Wednesday, June 20, 2012

Part 12/20 - Twenty Questions You Will Be Asked By Venture Capitalists (If You Get That Far)

By Laurence K. Hayward


This is part twelve of a twenty part series on this topic.

12. What is your valuation?

This could be one of the most difficult questions of all. Answer too high and many investors will simply reject the opportunity outright. Why would they do that even if they like the opportunity? They may take it as a sign of inexperience and excessiveness, or they may simply view it as unproductive – that is, it will be too risky and time-intensive to find acceptable terms. Answer too low and you’re giving up more of your business. The common saying in venture capital is that it is better to have a piece of something, than all of nothing. But, that doesn’t provide much help after all, unless you’re down to your final option.

One way to think about valuation objectively is to step outside ‘negotiated thinking’ for a moment and imagine you were trying to set the price of a new product you were preparing to release.
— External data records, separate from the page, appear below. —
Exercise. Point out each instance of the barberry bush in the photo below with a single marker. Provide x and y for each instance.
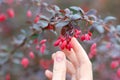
(31, 30)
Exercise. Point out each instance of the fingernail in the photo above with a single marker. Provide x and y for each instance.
(59, 57)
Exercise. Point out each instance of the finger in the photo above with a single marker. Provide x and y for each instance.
(85, 64)
(72, 57)
(59, 68)
(70, 67)
(73, 77)
(48, 74)
(79, 51)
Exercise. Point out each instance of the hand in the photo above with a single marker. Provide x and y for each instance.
(78, 64)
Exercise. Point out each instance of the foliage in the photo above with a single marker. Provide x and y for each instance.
(28, 49)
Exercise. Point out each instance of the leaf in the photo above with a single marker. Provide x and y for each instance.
(19, 40)
(44, 17)
(118, 28)
(92, 17)
(75, 16)
(56, 8)
(77, 9)
(91, 12)
(34, 36)
(109, 18)
(62, 24)
(3, 58)
(100, 28)
(43, 23)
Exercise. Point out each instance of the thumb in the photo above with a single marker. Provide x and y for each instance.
(59, 69)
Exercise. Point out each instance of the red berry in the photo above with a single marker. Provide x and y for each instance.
(63, 45)
(87, 37)
(89, 33)
(7, 77)
(114, 64)
(37, 47)
(11, 13)
(25, 62)
(29, 14)
(3, 17)
(31, 54)
(43, 41)
(118, 72)
(42, 48)
(56, 43)
(36, 19)
(93, 46)
(9, 1)
(82, 38)
(35, 41)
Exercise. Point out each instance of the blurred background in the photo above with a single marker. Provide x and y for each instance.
(12, 27)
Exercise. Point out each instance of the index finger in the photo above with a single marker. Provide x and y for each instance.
(79, 51)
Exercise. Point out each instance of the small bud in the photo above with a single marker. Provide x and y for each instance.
(3, 17)
(29, 14)
(11, 13)
(82, 38)
(63, 45)
(42, 48)
(114, 64)
(37, 47)
(93, 46)
(43, 41)
(36, 19)
(118, 72)
(56, 43)
(31, 55)
(7, 77)
(25, 62)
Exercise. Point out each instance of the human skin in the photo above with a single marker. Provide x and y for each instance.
(74, 62)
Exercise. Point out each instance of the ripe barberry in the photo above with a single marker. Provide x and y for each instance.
(25, 62)
(11, 13)
(29, 14)
(3, 17)
(118, 72)
(114, 64)
(31, 55)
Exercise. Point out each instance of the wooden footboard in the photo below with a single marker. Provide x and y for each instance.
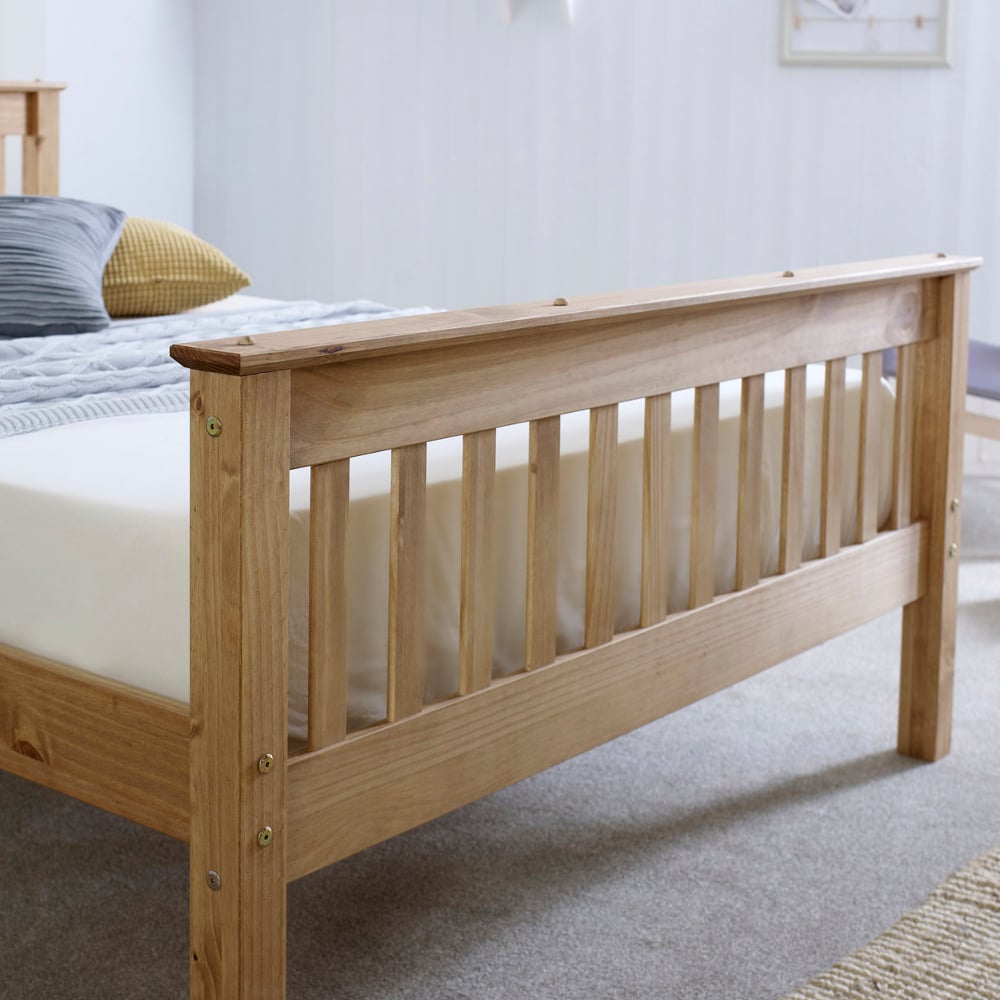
(317, 398)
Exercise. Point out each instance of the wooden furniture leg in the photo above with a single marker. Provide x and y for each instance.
(928, 646)
(239, 667)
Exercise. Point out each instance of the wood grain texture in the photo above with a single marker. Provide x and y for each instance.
(387, 780)
(751, 473)
(655, 583)
(869, 449)
(328, 508)
(704, 484)
(808, 289)
(13, 114)
(928, 643)
(479, 459)
(374, 403)
(602, 503)
(108, 744)
(543, 542)
(832, 462)
(239, 683)
(40, 154)
(407, 542)
(792, 471)
(904, 429)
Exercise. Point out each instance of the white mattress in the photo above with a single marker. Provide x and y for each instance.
(94, 541)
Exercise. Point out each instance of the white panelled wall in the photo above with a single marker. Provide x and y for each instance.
(428, 152)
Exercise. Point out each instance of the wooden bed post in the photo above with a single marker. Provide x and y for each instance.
(239, 668)
(928, 647)
(40, 158)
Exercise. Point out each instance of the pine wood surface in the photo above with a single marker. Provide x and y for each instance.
(379, 783)
(655, 568)
(326, 345)
(370, 404)
(106, 743)
(239, 684)
(928, 643)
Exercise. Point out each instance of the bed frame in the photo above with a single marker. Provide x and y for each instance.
(260, 810)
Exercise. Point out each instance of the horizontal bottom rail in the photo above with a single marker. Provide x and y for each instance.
(349, 796)
(108, 744)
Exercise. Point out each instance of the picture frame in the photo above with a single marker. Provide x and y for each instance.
(866, 32)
How would you determine the price? Most likely you’d study the market demand for the product first and seek information regarding the elasticity of potential buyers. You’d try to get objective and independent feedback of various price points. You’d try to understand the perceived value of the product because ultimately that will likely yield a higher price than some ratio to cost. You’d compare it to other similar product offerings already on the market.

Try to find a trusted source or two to help you with an analysis like this for your business. Also find someone who can help you understand the most appropriate valuation methods based on the characteristics of your business situation. Sound like a lot of work? It is. This is why many believe that raising capital is a full-time job, and find outside advisors to assist with the process.
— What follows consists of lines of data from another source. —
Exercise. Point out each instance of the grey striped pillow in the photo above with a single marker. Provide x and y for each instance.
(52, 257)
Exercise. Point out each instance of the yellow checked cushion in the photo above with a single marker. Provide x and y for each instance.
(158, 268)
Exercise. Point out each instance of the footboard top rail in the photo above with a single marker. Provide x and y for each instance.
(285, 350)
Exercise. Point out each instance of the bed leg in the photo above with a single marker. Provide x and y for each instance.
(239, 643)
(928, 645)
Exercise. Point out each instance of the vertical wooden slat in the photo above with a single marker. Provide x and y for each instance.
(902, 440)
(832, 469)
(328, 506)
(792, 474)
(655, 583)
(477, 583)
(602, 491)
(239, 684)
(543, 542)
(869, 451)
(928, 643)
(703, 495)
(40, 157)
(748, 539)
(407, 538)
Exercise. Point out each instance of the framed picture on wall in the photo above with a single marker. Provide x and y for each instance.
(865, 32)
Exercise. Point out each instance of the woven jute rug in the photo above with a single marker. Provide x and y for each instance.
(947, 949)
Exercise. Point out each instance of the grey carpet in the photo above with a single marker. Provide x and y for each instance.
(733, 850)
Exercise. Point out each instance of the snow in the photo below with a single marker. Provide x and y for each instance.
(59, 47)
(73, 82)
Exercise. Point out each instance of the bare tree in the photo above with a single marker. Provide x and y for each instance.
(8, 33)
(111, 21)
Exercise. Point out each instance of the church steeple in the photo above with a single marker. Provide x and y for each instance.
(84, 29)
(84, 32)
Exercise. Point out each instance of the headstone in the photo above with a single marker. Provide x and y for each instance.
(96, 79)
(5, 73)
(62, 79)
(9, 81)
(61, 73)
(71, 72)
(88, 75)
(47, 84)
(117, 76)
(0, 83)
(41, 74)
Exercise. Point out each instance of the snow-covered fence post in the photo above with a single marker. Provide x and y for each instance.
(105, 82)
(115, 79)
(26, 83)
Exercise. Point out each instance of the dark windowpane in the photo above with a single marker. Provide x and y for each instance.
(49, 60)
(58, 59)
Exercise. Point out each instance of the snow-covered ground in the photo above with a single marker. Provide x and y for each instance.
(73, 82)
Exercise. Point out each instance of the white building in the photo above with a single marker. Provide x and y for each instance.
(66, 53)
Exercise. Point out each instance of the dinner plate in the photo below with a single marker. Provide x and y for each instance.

Don’t forget Economics 101, which tells us that price is ultimately determined by supply and demand. How does this apply? First, don’t “shop” (promote indiscriminately) your deal else you’ll unintentionally make it appear oversupplied and less valuable. Second, don’t stop at the first investor who seems interested. Try to find other (carefully targeted) investors who are interested. While it is rare to encounter a bidding war, having credible investors interested in your company can raise its perceived value. Third, understand the nature of syndicates (multiple VCs investing together in a round), which is how many early-stage deals are done today. The lead investor typically sets the valuation and the other investors in the round follow. Know with whom you need to focus your negotiations.
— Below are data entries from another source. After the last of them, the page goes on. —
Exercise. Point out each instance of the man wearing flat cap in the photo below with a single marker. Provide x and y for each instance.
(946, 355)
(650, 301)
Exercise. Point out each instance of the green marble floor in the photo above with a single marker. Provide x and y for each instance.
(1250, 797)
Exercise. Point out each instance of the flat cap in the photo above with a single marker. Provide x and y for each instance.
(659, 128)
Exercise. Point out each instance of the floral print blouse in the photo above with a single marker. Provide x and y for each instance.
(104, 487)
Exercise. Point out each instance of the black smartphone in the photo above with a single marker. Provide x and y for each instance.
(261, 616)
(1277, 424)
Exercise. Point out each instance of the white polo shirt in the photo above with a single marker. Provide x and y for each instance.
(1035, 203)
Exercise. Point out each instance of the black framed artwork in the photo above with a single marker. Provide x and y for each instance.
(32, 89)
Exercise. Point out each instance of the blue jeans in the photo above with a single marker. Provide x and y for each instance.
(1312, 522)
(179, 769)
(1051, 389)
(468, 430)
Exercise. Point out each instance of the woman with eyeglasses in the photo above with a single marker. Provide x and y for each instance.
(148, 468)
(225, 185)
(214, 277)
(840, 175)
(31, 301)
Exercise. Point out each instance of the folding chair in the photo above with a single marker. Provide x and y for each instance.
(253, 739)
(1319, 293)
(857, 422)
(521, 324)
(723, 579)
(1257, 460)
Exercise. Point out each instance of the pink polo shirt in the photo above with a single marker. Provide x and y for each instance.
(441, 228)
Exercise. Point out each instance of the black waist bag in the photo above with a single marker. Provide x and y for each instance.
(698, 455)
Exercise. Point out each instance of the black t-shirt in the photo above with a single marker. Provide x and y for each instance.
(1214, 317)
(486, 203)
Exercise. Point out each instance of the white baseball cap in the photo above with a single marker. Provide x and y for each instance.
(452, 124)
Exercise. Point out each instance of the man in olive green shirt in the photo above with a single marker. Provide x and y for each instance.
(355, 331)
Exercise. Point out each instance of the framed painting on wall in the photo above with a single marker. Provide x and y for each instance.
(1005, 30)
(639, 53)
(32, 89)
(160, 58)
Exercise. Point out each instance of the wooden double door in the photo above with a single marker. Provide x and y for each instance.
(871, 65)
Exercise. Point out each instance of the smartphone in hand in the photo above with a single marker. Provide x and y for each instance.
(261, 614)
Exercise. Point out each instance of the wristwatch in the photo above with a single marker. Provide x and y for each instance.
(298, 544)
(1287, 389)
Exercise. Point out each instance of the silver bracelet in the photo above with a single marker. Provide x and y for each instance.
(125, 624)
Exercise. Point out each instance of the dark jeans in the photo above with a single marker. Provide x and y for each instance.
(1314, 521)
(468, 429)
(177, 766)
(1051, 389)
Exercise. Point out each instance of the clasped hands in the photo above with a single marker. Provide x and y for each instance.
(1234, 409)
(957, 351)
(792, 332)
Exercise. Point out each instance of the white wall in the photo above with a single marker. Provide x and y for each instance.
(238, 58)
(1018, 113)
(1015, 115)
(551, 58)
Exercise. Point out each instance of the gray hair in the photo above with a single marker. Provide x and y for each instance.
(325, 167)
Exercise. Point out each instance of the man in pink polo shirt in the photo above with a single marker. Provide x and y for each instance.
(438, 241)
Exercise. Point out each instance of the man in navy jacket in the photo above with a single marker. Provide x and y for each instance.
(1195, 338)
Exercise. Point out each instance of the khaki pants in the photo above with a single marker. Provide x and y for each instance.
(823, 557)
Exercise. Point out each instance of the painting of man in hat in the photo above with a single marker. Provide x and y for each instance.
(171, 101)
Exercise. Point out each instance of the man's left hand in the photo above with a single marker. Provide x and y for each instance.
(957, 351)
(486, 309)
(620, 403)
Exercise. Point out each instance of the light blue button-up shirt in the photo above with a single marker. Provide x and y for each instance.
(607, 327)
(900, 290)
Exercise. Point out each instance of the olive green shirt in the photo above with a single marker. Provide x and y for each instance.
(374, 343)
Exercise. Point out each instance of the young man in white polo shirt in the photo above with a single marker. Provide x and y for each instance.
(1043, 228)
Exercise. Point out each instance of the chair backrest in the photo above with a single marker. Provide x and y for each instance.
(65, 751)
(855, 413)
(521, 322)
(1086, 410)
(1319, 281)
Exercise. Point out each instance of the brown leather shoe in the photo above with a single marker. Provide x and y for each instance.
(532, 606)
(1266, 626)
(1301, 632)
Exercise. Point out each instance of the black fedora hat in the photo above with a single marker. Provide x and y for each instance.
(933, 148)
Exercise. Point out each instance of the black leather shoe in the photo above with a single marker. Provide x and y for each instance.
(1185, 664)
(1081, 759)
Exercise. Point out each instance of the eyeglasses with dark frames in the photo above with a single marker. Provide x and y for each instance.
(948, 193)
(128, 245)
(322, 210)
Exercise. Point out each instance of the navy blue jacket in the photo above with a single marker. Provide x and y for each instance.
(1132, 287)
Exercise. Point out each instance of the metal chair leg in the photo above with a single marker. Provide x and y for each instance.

Information regarding valuation does not belong in the business plan. Rather it is included in a private placement memorandum (PPM) and subscription booklet. If you are seeking funds primarily from VCs, valuation will likely be handled in the form of a term sheet developed by the VC to be negotiated between parties. If you are seeking funds from accredited investors or angels, the valuation will usually be covered in the PPM or subscription agreement.